Huettenmoser, 57, expected life to be easier by now, but the still-staggering New Jersey economy has forced him and his nine employees to work longer hours for less pay and fewer benefits.
For many businesses and residents, the hangover from the Great Recession — which officially ended in June 2009 — lingers, and a new wave of disappointing economic news last week suggested conditions could get worse. (Renshaw and Rizzo, The Star-Ledger)
N.J.’s Top 25 towns for Obama, Top 25 for Romney, based on campaign donations
New Jersey is a decidedly blue state, but that hasn’t stopped Mitt Romney from competing for the financial gains to be found in one of the wealthiest regions of the country.
President Obama narrowly leads the Republican candidate in the total amount raised here with $5.3 million to Romney’s $5.1 million. However, Obama’s total comes from nearly 36,000 contributions, while Romney’s comes from 6,300, indicating that Republican supporters are backing their candidate with larger checks.
If you were to map out the number of Obama’s contributions from New Jersey against Romney’s, the state would be entirely blue. But the dollar amount presents a different picture. (Sagara, The Star-Ledger)
Minimum wage hike may be decided by NJ voters
The Democrat who leads the New Jersey Senate plans to introduce a measure Monday that would put a minimum wage increase before voters next year.
The resolution will ask voters to increase the wage by $1, to $8.25 per hour, and tie future yearly increases to national economic data, known as indexing, Senate President Steve Sweeney of Gloucester County told The Associated Press.
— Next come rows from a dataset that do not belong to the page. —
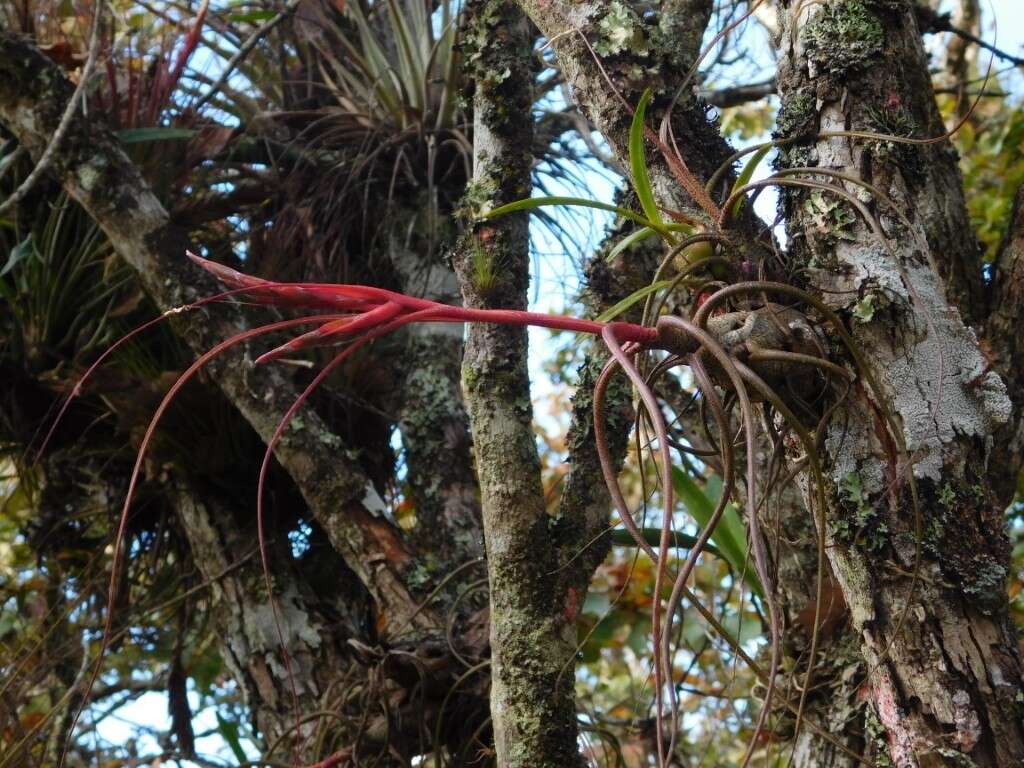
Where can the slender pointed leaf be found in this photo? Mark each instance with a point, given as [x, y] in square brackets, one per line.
[638, 167]
[748, 173]
[729, 536]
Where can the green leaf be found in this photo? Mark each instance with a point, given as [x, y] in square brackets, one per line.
[729, 536]
[17, 253]
[638, 166]
[229, 731]
[613, 311]
[137, 135]
[252, 16]
[748, 173]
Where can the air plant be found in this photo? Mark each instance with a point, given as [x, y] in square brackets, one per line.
[741, 339]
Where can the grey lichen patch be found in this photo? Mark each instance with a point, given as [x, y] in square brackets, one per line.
[621, 30]
[798, 116]
[858, 522]
[843, 35]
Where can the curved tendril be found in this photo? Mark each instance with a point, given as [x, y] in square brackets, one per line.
[757, 543]
[648, 316]
[272, 443]
[697, 548]
[140, 456]
[604, 456]
[812, 455]
[893, 427]
[649, 401]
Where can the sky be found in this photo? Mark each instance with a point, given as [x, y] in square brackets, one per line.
[555, 284]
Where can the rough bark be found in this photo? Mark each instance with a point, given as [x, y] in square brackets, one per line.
[432, 417]
[532, 620]
[944, 672]
[224, 554]
[1006, 347]
[95, 171]
[623, 54]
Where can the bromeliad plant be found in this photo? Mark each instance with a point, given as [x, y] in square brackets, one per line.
[742, 339]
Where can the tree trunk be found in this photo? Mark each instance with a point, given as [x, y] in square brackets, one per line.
[944, 674]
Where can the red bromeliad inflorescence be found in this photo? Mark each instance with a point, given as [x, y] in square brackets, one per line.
[378, 310]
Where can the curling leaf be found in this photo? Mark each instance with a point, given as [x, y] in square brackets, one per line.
[729, 536]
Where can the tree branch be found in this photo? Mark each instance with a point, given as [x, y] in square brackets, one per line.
[1003, 333]
[96, 172]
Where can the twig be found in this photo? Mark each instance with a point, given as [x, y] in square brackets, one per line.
[57, 138]
[245, 48]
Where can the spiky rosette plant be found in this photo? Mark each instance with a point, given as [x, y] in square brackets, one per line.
[769, 361]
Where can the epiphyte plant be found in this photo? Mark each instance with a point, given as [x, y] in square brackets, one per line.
[741, 338]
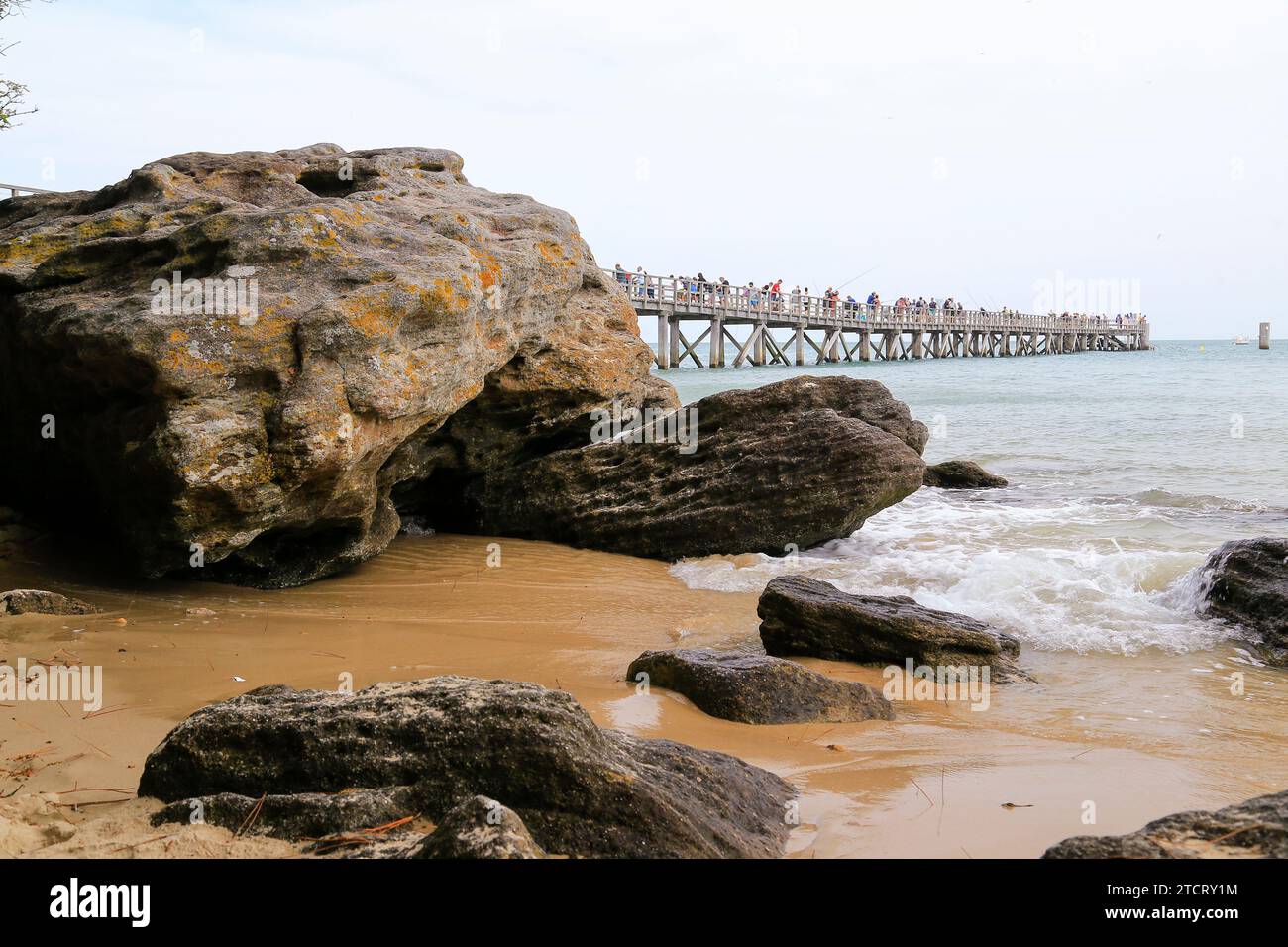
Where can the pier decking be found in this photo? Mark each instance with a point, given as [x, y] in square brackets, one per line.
[853, 331]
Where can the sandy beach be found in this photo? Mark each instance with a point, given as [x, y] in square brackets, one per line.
[1136, 736]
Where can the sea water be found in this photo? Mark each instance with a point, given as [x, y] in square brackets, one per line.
[1126, 471]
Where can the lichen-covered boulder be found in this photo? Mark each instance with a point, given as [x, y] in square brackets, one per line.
[480, 827]
[1257, 827]
[579, 789]
[961, 474]
[750, 686]
[1245, 582]
[235, 361]
[40, 602]
[787, 466]
[806, 616]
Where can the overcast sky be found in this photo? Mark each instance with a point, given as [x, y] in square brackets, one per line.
[982, 150]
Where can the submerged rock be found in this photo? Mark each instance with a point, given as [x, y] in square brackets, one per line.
[38, 602]
[805, 616]
[580, 789]
[961, 474]
[1250, 828]
[795, 463]
[747, 686]
[480, 827]
[235, 367]
[1247, 583]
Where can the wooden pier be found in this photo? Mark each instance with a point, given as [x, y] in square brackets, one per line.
[853, 331]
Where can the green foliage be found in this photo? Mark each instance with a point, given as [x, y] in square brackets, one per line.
[11, 93]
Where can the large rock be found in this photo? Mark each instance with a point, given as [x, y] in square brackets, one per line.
[480, 827]
[961, 474]
[40, 602]
[747, 686]
[1250, 828]
[1245, 582]
[580, 789]
[806, 616]
[410, 331]
[295, 815]
[795, 463]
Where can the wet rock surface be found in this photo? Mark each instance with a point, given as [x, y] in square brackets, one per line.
[747, 686]
[791, 464]
[480, 827]
[806, 616]
[961, 474]
[579, 789]
[1247, 583]
[1257, 827]
[39, 602]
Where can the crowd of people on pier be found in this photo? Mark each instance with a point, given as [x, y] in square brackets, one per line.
[772, 298]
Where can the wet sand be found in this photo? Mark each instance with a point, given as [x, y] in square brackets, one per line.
[1137, 737]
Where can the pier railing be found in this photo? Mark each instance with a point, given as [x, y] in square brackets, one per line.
[675, 296]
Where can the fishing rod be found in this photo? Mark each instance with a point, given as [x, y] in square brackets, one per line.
[853, 278]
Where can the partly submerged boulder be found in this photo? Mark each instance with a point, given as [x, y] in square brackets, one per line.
[1257, 827]
[791, 464]
[580, 789]
[39, 602]
[244, 361]
[961, 474]
[480, 827]
[747, 686]
[1245, 582]
[805, 616]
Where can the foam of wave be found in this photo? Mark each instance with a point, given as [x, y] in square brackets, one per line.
[1061, 575]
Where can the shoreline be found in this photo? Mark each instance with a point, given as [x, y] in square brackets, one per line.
[1138, 736]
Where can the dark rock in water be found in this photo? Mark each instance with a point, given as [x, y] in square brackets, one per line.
[580, 789]
[399, 333]
[480, 827]
[38, 602]
[805, 616]
[961, 474]
[1250, 828]
[1247, 583]
[758, 688]
[300, 815]
[800, 462]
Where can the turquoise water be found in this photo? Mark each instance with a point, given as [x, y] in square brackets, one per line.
[1126, 471]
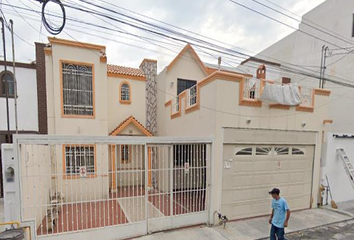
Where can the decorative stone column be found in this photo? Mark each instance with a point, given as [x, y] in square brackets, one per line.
[149, 67]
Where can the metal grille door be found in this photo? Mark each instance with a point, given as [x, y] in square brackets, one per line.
[119, 187]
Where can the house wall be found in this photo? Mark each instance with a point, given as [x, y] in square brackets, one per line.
[36, 181]
[118, 112]
[301, 49]
[185, 68]
[89, 188]
[332, 166]
[224, 97]
[26, 103]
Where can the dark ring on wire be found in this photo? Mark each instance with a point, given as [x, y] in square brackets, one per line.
[53, 30]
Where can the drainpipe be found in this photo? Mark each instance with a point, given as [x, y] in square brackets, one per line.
[14, 73]
[6, 82]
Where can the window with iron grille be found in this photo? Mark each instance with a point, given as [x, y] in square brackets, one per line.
[125, 154]
[77, 89]
[78, 157]
[7, 82]
[125, 92]
[183, 84]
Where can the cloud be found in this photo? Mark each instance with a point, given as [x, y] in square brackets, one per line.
[217, 19]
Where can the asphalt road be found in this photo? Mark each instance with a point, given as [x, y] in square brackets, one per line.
[339, 231]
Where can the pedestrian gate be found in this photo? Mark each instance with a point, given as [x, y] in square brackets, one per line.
[111, 187]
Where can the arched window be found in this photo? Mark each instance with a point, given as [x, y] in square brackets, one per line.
[7, 82]
[125, 93]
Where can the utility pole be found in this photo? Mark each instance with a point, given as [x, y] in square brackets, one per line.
[14, 72]
[6, 82]
[323, 66]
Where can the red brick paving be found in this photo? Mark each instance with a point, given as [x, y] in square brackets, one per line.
[73, 217]
[77, 216]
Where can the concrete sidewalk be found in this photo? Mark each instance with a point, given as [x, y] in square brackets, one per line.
[256, 228]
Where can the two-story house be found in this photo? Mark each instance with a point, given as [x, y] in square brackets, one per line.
[257, 145]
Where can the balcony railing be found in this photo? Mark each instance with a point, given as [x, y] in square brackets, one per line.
[306, 97]
[175, 104]
[251, 89]
[192, 96]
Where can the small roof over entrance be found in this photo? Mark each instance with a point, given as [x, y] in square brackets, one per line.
[130, 127]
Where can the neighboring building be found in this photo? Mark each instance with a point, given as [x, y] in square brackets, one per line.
[340, 182]
[27, 111]
[257, 146]
[27, 104]
[304, 51]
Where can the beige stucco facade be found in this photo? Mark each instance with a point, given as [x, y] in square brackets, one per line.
[220, 108]
[63, 125]
[118, 111]
[109, 114]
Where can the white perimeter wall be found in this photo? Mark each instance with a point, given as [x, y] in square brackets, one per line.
[332, 166]
[301, 49]
[26, 103]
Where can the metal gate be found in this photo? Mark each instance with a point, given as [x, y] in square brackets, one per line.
[111, 187]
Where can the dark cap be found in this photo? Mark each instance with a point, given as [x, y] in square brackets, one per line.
[275, 191]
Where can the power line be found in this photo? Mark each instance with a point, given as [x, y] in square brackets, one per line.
[224, 112]
[227, 53]
[307, 20]
[285, 24]
[309, 25]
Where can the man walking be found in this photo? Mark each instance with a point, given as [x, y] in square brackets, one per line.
[280, 215]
Gov. Chris Christie indicated that he would not sign a bill with for indexed adjustments, Sweeney said. He said that’s why he hasn’t advanced the bill the Assembly passed in May hiking the minimum wage to $8.50 per hour and creating annual adjustments based on the Consumer Price Index. Sweeney said his 2005 minimum wage legislation was approved only after he agreed to remove such a provision. (Delli Santi, Associated Press)
Are there any doctors in the house? Physician shortage could triple in 8 years
New Jersey is hurting from a shortage of doctors and won’t be able to keep up with the added demand for services that the Affordable Care Act will bring, health experts warn.
The problem will be compounded as the state’s population ages and more of the approximately 1.3 million residents without health insurance become eligible through the federal health care law.
That’s expected to leave the state 3,000 doctors short of what’s needed by 2020, with severe shortages in many non-primary-care specialties, including neurosurgery and pediatric subspecialties. (Jordan, Asbury Park Press)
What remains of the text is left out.